Марк Сергеевич Харитонов
Этюд о масках
Часть первая
1
Происхождение слова «маска» объясняется исследователями по-разному. Некоторые возводят его, например, к арабскому «маскара» (чернить, грязнить) и связывают с первоначальным, примитивнейшим способом скрывать свое лицо путем нанесения на него сажи или иной черной краски. (Так, мексиканские жрецы на больших празднествах с человеческими жертвоприношениями в честь бога Тлалоха обмазывали себе лицо медом и посыпали затем черным порошком.) Существуют и другие, не менее справедливые концепции; автор в данном введении их, однако, не рассматривает ради экономии места.

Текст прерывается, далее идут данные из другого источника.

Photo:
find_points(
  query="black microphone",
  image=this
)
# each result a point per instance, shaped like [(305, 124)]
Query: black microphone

Важнейшим назначением разнообразных масок: ритуально-магических, военных, погребальных и пр. — была защита от опасных демонов; маска должна была обмануть их и по возможности напугать. Каких только не придумано ухищрений, наивных раскрасок, устрашающих морд, двойных и тройных личин — чего угодно, лишь бы сбить с панталыку духов, людей и судьбу! Иногда маска претендует на сходство с тем, кого она должна скрывать, более того, на выражение его подлинной, сокровенной сути; таковы были некоторые погребальные маски. Со временем сакральный смысл выветривается, но отзвук чего-то близкого можно и сейчас уловить в обычае снимать посмертные маски со знаменитостей. Опустевшая скорлупка остается в веках вместо живого лица и чем дальше, тем больше обретает самоценность. Живое истлеет и забудется, маска бессмертна и с годами все убежденнее почитается как олицетворение, а то и вместилище исчезнувшей жизни, знак личности и судьбы.

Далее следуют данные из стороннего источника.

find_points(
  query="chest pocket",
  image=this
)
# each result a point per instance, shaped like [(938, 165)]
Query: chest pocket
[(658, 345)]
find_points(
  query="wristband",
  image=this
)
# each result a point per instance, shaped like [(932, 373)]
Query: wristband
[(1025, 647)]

Глеб Скворцов попал в Москву одиннадцатилетним пацаном — после того, как умерла его мать, а отец, незадачливый председатель нищего послевоенного колхоза, угодил на пять лет в тюрьму за утрату не то денег, не то бумаг (подробней взрослые мальчику не объяснили, да, возможно, не знали сами). Незадолго до кончины мать успела списаться со своим московским братом, легендарным в семье дядей Гришей-горбатым, человеком сказочной профессии: фотографом на Зацепском рынке. Из своего захолустного Сареева, не видавши до того не только трамвая — поезда, Глеб сразу попал в самое нутро муравейного города, суматошное, тесное; не то что у деревенщины — у коренного жителя гул мог пойти в голове. Скворцов, однако, вошел в новую жизнь на удивление сноровисто — как будто по природе был создан для этого потного воздуха с запахом картофельной кожуры и разогретой простокваши, как будто, не помня, жил уже когда-то этой жизнью, а теперь лишь припоминал забытое. Он ничуть не терялся в рыночной толчее, не дурел от криков и трамвайного грохота, правила движения, многоэтажный быт и обращение с самыми разными людьми осваивал на ходу, проявляя незаурядную быстроту и точность реакции. В нем обнаружилось какое-то врожденное свойство переимчивости, отклика на любое человеческое качество: с расторопными он оказывался расторопен, с жуликами словно по наитию становился жуликоват, в разговоре с картавым чуть-чуть картавил — незаметно ни для себя, ни для собеседника, с той ненамеренной естественностью, с какой меняют окраску под цвет среды некоторые виды живых существ, отражая его голос и повадку.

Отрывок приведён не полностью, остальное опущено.